Stocks of both refined petroleum and natural gas remained high, with oil stockpiles exceeding 21.1 million tons by Friday.
Demand is set to take up with more business restoring activities. So, the NDRC pledged to monitor supply-demand changes in the energy sector carefully
The NDRC took measures to support enterprises’ resumption of work. It announced Saturday to lower enterprises’ electricity prices by 5% from February 1 to June 30. In contrast, enterprises in energy-intensive industries were excluded from the cut.
Presumably, the price-reduction policy will benefit about 50 million users. Also, it reduces companies’ power utilization cost by 59 billion yuan (8.4 billion US dollars) during that period.
China, the Largest Producer of the Material, Grows Its Production
Coal is the primary fuel for electricity production in the world. China is notable as the largest producer and consumer of this substance. Other manufacturers include the United States, India, Indonesia, Russia, South Africa, Germany, and Poland.
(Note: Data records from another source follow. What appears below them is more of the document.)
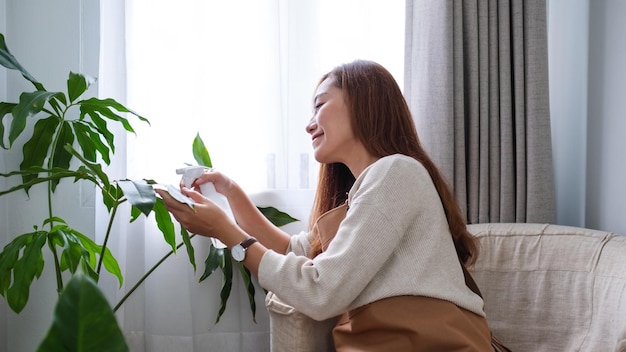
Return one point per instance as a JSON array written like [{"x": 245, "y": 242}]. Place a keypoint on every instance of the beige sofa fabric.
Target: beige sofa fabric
[{"x": 553, "y": 288}]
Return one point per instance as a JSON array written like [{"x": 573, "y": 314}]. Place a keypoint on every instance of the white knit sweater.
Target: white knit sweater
[{"x": 394, "y": 241}]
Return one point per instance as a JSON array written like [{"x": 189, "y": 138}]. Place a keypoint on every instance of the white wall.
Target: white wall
[
  {"x": 50, "y": 39},
  {"x": 606, "y": 127},
  {"x": 588, "y": 111},
  {"x": 567, "y": 51}
]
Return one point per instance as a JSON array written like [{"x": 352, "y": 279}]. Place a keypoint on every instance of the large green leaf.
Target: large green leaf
[
  {"x": 94, "y": 168},
  {"x": 212, "y": 261},
  {"x": 30, "y": 104},
  {"x": 51, "y": 175},
  {"x": 139, "y": 193},
  {"x": 99, "y": 125},
  {"x": 200, "y": 152},
  {"x": 164, "y": 223},
  {"x": 250, "y": 290},
  {"x": 190, "y": 250},
  {"x": 77, "y": 84},
  {"x": 276, "y": 216},
  {"x": 8, "y": 60},
  {"x": 25, "y": 268},
  {"x": 83, "y": 321},
  {"x": 91, "y": 249},
  {"x": 9, "y": 255},
  {"x": 227, "y": 283},
  {"x": 37, "y": 148},
  {"x": 5, "y": 110},
  {"x": 90, "y": 142},
  {"x": 62, "y": 157},
  {"x": 105, "y": 107}
]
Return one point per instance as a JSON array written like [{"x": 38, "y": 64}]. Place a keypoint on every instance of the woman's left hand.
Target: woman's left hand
[{"x": 205, "y": 218}]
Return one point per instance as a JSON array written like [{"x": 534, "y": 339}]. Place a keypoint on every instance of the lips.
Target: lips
[{"x": 315, "y": 136}]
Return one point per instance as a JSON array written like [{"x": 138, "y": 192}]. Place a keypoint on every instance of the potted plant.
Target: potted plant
[{"x": 69, "y": 130}]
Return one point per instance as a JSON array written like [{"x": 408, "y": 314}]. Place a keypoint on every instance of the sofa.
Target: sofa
[{"x": 553, "y": 288}]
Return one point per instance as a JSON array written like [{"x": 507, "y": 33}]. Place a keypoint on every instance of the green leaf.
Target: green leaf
[
  {"x": 38, "y": 146},
  {"x": 276, "y": 216},
  {"x": 212, "y": 261},
  {"x": 247, "y": 280},
  {"x": 164, "y": 223},
  {"x": 90, "y": 142},
  {"x": 72, "y": 250},
  {"x": 111, "y": 194},
  {"x": 83, "y": 321},
  {"x": 103, "y": 108},
  {"x": 227, "y": 283},
  {"x": 5, "y": 110},
  {"x": 93, "y": 249},
  {"x": 200, "y": 153},
  {"x": 8, "y": 257},
  {"x": 190, "y": 250},
  {"x": 9, "y": 61},
  {"x": 52, "y": 174},
  {"x": 25, "y": 269},
  {"x": 100, "y": 126},
  {"x": 140, "y": 194},
  {"x": 62, "y": 157},
  {"x": 94, "y": 168},
  {"x": 30, "y": 104},
  {"x": 77, "y": 84}
]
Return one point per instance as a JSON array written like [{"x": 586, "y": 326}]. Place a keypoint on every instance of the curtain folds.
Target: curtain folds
[{"x": 476, "y": 79}]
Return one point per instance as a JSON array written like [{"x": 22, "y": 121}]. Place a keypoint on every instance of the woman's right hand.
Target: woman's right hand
[{"x": 222, "y": 183}]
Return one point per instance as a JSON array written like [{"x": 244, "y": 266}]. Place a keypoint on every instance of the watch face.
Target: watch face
[{"x": 238, "y": 253}]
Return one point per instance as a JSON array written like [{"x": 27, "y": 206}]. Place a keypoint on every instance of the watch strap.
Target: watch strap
[{"x": 247, "y": 243}]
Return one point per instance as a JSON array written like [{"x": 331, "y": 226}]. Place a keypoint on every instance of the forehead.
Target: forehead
[{"x": 326, "y": 87}]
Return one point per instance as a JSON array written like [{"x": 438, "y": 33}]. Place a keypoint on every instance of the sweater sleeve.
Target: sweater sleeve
[{"x": 379, "y": 214}]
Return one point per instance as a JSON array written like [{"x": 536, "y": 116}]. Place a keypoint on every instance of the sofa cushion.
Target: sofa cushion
[{"x": 553, "y": 288}]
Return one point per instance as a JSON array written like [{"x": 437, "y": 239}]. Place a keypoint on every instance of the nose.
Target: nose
[{"x": 311, "y": 126}]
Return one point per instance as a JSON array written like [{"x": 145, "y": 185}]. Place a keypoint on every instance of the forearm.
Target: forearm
[{"x": 253, "y": 222}]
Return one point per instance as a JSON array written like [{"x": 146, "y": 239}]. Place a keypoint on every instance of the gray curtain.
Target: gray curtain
[{"x": 476, "y": 79}]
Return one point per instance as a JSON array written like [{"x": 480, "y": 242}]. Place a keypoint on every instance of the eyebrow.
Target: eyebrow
[{"x": 317, "y": 97}]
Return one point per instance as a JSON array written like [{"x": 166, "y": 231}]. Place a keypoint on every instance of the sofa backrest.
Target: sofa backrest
[{"x": 553, "y": 288}]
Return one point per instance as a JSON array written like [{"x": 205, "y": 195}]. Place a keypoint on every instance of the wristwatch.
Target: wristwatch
[{"x": 239, "y": 251}]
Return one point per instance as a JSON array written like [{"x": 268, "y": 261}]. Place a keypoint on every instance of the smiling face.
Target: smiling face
[
  {"x": 330, "y": 127},
  {"x": 333, "y": 139}
]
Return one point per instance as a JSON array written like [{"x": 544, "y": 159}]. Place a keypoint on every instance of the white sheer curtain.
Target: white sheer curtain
[{"x": 241, "y": 74}]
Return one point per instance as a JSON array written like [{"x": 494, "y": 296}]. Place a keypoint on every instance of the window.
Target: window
[{"x": 242, "y": 75}]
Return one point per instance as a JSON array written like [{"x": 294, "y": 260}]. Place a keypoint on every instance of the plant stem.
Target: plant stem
[
  {"x": 145, "y": 276},
  {"x": 106, "y": 237},
  {"x": 57, "y": 267}
]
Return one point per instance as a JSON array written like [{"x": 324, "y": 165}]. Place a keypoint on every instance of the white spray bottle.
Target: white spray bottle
[{"x": 190, "y": 174}]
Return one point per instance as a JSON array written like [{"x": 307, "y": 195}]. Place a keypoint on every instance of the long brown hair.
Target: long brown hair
[{"x": 381, "y": 119}]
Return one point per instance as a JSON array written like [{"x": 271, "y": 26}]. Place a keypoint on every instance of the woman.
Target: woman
[{"x": 399, "y": 250}]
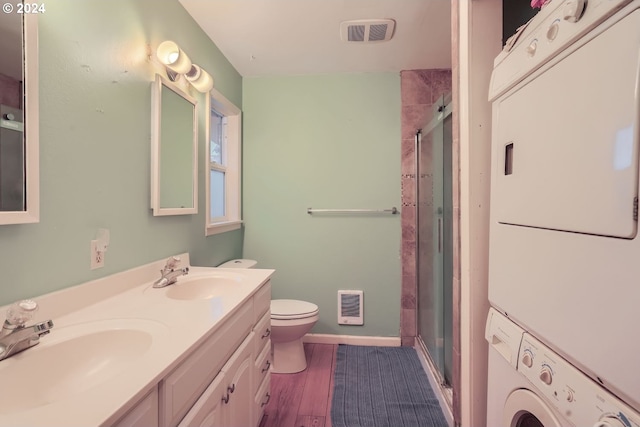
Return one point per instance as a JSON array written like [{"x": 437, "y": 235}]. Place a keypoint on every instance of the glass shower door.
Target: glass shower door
[{"x": 435, "y": 240}]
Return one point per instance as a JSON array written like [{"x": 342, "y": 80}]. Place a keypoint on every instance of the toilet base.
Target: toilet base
[{"x": 288, "y": 357}]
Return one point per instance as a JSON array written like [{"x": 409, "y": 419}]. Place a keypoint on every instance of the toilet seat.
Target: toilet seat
[{"x": 285, "y": 309}]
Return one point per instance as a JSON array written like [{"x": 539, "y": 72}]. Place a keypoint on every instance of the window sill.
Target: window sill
[{"x": 222, "y": 227}]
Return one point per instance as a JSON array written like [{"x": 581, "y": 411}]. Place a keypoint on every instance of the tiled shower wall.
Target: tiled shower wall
[{"x": 420, "y": 89}]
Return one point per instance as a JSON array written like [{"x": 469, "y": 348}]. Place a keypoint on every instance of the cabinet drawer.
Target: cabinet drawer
[
  {"x": 144, "y": 414},
  {"x": 263, "y": 332},
  {"x": 182, "y": 387},
  {"x": 263, "y": 363},
  {"x": 261, "y": 301}
]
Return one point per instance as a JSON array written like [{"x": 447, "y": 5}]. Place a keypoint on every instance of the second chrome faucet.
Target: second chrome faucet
[
  {"x": 15, "y": 336},
  {"x": 170, "y": 273}
]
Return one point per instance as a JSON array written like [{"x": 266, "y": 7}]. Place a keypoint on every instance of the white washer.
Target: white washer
[
  {"x": 564, "y": 248},
  {"x": 529, "y": 385},
  {"x": 511, "y": 399}
]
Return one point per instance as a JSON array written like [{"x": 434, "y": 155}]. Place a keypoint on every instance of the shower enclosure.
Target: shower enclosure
[{"x": 434, "y": 252}]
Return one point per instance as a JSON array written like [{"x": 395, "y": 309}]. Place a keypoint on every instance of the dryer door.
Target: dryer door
[
  {"x": 565, "y": 143},
  {"x": 524, "y": 408}
]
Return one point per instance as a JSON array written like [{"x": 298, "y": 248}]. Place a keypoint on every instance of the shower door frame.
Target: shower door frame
[{"x": 442, "y": 109}]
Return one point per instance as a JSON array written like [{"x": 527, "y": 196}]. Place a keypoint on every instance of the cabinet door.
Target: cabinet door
[
  {"x": 207, "y": 411},
  {"x": 237, "y": 411},
  {"x": 144, "y": 414}
]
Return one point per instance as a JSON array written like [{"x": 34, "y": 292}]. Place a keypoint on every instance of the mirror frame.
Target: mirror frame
[
  {"x": 156, "y": 115},
  {"x": 32, "y": 126}
]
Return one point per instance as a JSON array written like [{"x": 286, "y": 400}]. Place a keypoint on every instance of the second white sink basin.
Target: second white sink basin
[
  {"x": 204, "y": 287},
  {"x": 73, "y": 359}
]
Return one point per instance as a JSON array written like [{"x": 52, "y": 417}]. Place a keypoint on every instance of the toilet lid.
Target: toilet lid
[{"x": 292, "y": 309}]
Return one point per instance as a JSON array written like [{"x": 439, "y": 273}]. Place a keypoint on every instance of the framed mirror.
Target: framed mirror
[
  {"x": 174, "y": 150},
  {"x": 19, "y": 124}
]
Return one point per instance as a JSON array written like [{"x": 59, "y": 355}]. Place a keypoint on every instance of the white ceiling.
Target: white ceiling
[{"x": 297, "y": 37}]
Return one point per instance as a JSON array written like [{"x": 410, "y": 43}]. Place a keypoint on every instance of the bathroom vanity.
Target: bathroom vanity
[{"x": 122, "y": 353}]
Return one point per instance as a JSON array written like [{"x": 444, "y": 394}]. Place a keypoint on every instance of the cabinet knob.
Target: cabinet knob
[{"x": 266, "y": 402}]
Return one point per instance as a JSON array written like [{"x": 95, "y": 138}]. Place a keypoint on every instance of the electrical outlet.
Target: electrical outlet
[{"x": 97, "y": 257}]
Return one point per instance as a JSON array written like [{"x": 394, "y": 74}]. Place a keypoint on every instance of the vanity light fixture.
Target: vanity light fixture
[
  {"x": 177, "y": 62},
  {"x": 172, "y": 57}
]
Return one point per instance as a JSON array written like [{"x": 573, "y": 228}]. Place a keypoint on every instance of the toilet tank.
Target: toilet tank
[{"x": 239, "y": 263}]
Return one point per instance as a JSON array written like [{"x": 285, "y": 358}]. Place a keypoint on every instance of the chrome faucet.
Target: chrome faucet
[
  {"x": 15, "y": 336},
  {"x": 169, "y": 274}
]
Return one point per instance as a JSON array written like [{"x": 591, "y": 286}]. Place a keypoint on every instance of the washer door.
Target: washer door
[{"x": 524, "y": 408}]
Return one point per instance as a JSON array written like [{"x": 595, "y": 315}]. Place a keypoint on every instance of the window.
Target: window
[{"x": 223, "y": 172}]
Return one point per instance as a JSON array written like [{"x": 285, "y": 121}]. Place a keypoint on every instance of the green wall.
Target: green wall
[
  {"x": 95, "y": 98},
  {"x": 328, "y": 141}
]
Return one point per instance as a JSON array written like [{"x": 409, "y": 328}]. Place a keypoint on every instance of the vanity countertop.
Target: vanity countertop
[{"x": 118, "y": 337}]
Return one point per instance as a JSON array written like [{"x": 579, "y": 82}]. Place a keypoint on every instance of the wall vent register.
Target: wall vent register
[{"x": 350, "y": 309}]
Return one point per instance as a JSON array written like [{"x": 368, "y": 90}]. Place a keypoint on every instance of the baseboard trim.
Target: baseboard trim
[{"x": 352, "y": 340}]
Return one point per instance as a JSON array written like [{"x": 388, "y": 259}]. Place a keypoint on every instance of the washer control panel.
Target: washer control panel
[
  {"x": 575, "y": 395},
  {"x": 555, "y": 27}
]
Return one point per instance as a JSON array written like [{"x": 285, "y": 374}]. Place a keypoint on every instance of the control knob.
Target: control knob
[
  {"x": 573, "y": 10},
  {"x": 610, "y": 421},
  {"x": 545, "y": 376}
]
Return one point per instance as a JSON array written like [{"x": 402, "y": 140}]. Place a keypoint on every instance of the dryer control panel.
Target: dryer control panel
[
  {"x": 555, "y": 27},
  {"x": 574, "y": 394}
]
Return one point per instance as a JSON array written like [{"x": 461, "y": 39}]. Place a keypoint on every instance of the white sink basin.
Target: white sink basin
[
  {"x": 204, "y": 287},
  {"x": 73, "y": 359}
]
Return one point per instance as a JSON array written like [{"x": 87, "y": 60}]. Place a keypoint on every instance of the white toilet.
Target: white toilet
[{"x": 290, "y": 321}]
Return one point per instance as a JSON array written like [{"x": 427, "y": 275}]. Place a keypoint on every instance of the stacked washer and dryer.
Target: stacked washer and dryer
[{"x": 564, "y": 261}]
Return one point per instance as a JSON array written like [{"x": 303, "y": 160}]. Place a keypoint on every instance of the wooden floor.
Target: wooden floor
[{"x": 303, "y": 399}]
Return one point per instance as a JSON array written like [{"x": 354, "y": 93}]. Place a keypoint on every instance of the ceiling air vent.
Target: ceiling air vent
[{"x": 367, "y": 30}]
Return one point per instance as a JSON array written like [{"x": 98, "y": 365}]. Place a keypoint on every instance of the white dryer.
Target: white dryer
[
  {"x": 564, "y": 244},
  {"x": 531, "y": 386}
]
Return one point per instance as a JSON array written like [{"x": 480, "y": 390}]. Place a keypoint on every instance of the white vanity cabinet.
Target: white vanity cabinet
[
  {"x": 217, "y": 384},
  {"x": 144, "y": 414},
  {"x": 224, "y": 402},
  {"x": 262, "y": 352}
]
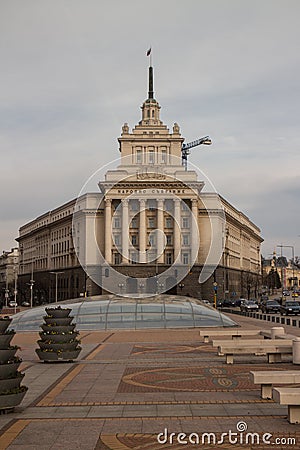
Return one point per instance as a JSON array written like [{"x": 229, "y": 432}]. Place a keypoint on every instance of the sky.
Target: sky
[{"x": 73, "y": 71}]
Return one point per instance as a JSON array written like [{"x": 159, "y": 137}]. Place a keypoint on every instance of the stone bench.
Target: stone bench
[
  {"x": 234, "y": 333},
  {"x": 273, "y": 350},
  {"x": 251, "y": 342},
  {"x": 266, "y": 379},
  {"x": 289, "y": 396}
]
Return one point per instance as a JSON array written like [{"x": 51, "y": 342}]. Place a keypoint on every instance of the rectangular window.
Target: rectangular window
[
  {"x": 169, "y": 239},
  {"x": 134, "y": 206},
  {"x": 184, "y": 206},
  {"x": 185, "y": 258},
  {"x": 185, "y": 222},
  {"x": 151, "y": 222},
  {"x": 134, "y": 223},
  {"x": 169, "y": 258},
  {"x": 168, "y": 222},
  {"x": 185, "y": 239},
  {"x": 134, "y": 257},
  {"x": 151, "y": 157},
  {"x": 151, "y": 240},
  {"x": 134, "y": 239},
  {"x": 117, "y": 222},
  {"x": 117, "y": 258},
  {"x": 117, "y": 239},
  {"x": 139, "y": 156}
]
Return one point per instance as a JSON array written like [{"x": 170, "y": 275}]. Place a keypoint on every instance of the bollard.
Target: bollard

According to the National Bureau of Energy of China, total coal mining capacity at the end of the year amounted to about 1.5 billion tons. Coal is the primary energy source in China. Its application also covers the household sector.
Last year, the country produced more than 1.2 billion tons of coal, up 3.6% year-on-year. China’s Bureau of Energy statistics also shows China’s coal-fired power plants generated more than 1.2 trillion kWh of electricity last year, up 6% from a year earlier. In the last months of the year, the price of coal in China’s manufacturing sector grew by about 2%.
Nevertheless, many of China’s coal mines are famous for low safety. Manufacturers are refusing to enforce stricter safety laws to maintain production levels.
Also, coal plays a vital role as an unseen polluter. To meet the goals of the Paris climate change agreement, the UN estimates that the world needs to reduce coal-fired electricity by 2/3 in the next ten years. Despite its commitment to reduce fossil fuel consumption and remove excess capacity in the sector, the Chinese government decided to add another 5 million tons to its coal mines capacity. The country still has an insatiable appetite for energy.